Garment exporters will continue to get a rebate on central and state taxes on their outward shipments as the government on Wednesday approved extension of Rebate of State and Central Levies and Taxes (RoSCTL) scheme till March 2024. The move is aimed at enhancing competitiveness of the labour-intensive textiles sector.
The Union Cabinet chaired by Prime Minister Narendra Modi has given its approval for continuation of RoSCTL with the same rates as notified by the Ministry of Textiles for exports of apparel/garments and made-ups. "The scheme will continue till March 31, 2024. It will help boost exports and job creation," Information and Broadcasting Minister Anurag Thakur told reporters on Wednesday.
The sectors covered under this scheme (apparel/garments and made-ups) would not get benefits under the Remission of Duties and Taxes on Exported Products (RoDTEP) scheme. However, textiles products which are not covered under the RoSCTL would be eligible to avail the benefits, if any, under RoDTEP along with other products as finalised by the Department of Commerce.
The scheme will be implemented by the Department of Revenue with end-to-end digitisation for issuance of transferrable Duty Credit Scrip, which will be maintained in an electronic ledger in the customs system. Revised guidelines for continuation and implementation of the RoSCTL scheme will be prepared by the Ministry of Textiles in consultation with the Department of Revenue with necessary flexibilities to fine tune the operational details, implementation modalities and scheduling.
"Continuation of RoSCTL for apparel/garments and made-ups is expected to make these products globally competitive by rebating all embedded taxes/levies which are currently not being rebated under any other mechanism," an official statement said. Under this scheme, exporters are issued a Duty Credit Scrip for the value of embedded taxes and levies contained in the exported product. Exporters can use this scrip to pay basic customs duty for the import of equipment, machinery or any other input.
These scrips are tradeable. So, if the exporter does not need this for his personal use, he can transfer the same to any other importer. Earlier, under the RoSCTL scheme, maximum rate of rebate for apparel was 6.05 percent while for made-ups, this was up to 8.2 percent.
The made-ups segment comprises home textiles products such as bed linen, curtains, pillows and carpets. Commenting on the latest decision, Apparel Export Promotion Council (AEPC) Chairman A Sakthivel said the extension will help exporters get all embedded taxes and make products globally competitive.
"The scheme will go a long way in bringing back positive sentiments and helping the Indian textile value chain attain USD 100 billion annual exports in next three years," he added. Sakthivel also said the scheme will prove to be a major strategic decision towards generating lakhs of new employment, particularly for the vulnerable sections, including semi-skilled, rural youth, migrants and women in the MSME segment. The government has extended the benefits of the scheme with effect from January 1, 2021 to March 2024.
The official statement said that it is a globally accepted principle that taxes and duties should not be exported, to enable a level-playing field in the international market for the exporters. In addition to import duties and GST which are generally refunded, there are various other taxes/duties that are levied by central, state and local governments which are not refunded to the exporters. These taxes and levies get embedded in the price of the ultimate product being exported. "Such embedded taxes and levies increase the price of Indian apparel and made-ups and make it difficult for them to compete in the international market," it said. Some of the cess, duties for which taxes and levies are not refunded and are part of embedded taxes directly and indirectly are duties and cesses on fuel used for transportation of goods, generation of power and for the farm sector; mandi tax; duty on electricity charges at all levels of the production chain; stamp duty; GST paid on input such as pesticides, fertilisers, and on purchases from unregistered dealers; and cess on coal or any other products.
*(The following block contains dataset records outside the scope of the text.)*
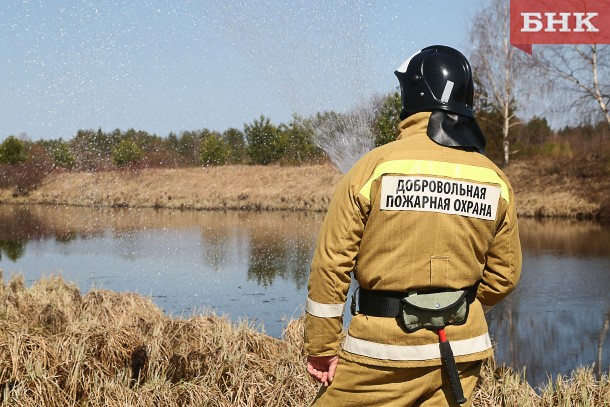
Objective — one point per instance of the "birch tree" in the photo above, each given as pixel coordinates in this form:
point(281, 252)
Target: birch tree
point(497, 65)
point(580, 75)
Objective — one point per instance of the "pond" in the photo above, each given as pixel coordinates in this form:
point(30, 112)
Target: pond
point(255, 266)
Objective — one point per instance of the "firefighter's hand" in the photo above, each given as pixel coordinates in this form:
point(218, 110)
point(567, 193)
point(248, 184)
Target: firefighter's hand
point(322, 368)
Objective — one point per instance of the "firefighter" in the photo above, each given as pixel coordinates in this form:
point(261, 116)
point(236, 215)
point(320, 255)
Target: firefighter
point(427, 227)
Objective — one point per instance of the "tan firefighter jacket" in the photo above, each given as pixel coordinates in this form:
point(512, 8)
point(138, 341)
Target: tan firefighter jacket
point(413, 215)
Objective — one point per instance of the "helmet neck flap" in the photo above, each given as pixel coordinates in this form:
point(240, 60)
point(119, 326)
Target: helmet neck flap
point(438, 79)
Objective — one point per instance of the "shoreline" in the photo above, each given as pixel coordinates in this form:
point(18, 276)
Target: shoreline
point(65, 348)
point(273, 187)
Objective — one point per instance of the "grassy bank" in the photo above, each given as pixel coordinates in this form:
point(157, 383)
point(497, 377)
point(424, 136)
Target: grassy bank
point(543, 188)
point(61, 348)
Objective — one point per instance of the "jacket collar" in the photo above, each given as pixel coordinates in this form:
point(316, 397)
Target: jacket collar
point(414, 124)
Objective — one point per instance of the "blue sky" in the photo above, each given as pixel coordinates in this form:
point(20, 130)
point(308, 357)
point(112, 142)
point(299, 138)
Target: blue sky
point(163, 66)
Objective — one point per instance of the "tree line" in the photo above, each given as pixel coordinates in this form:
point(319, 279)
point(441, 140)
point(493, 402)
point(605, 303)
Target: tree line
point(24, 163)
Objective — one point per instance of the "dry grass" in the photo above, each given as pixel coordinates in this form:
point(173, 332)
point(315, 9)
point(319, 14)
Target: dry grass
point(59, 348)
point(225, 187)
point(543, 188)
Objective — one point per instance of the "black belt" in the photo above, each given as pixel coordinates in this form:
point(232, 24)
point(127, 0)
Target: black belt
point(380, 303)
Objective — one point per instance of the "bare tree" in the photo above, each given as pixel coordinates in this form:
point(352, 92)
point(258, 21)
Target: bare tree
point(497, 64)
point(581, 78)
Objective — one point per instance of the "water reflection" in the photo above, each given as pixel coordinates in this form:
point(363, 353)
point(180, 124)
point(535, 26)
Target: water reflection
point(557, 318)
point(255, 266)
point(246, 265)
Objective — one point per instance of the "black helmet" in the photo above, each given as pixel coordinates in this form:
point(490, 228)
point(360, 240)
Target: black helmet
point(436, 78)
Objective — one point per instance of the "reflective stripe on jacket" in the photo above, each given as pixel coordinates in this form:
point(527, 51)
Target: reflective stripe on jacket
point(413, 215)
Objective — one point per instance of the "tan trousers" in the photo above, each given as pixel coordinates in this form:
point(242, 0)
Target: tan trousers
point(364, 385)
Realising the importance of refund of embedded taxes, cesses and duties, the Ministry of Textiles first launched a scheme by the name of Rebate of State Levies (ROSL) in 2016. In 2019, the ministry notified a new scheme - RoSCTL. "Just one year after the launch of RoSCTL, the pandemic set in and it has been felt that there is a need to provide some stable policy regime for the exporters. In the textiles industry, buyers place long term orders and exporters have to chalk out their activities well in advance, it is important that the policy regime regarding export for these products should be stable," it said.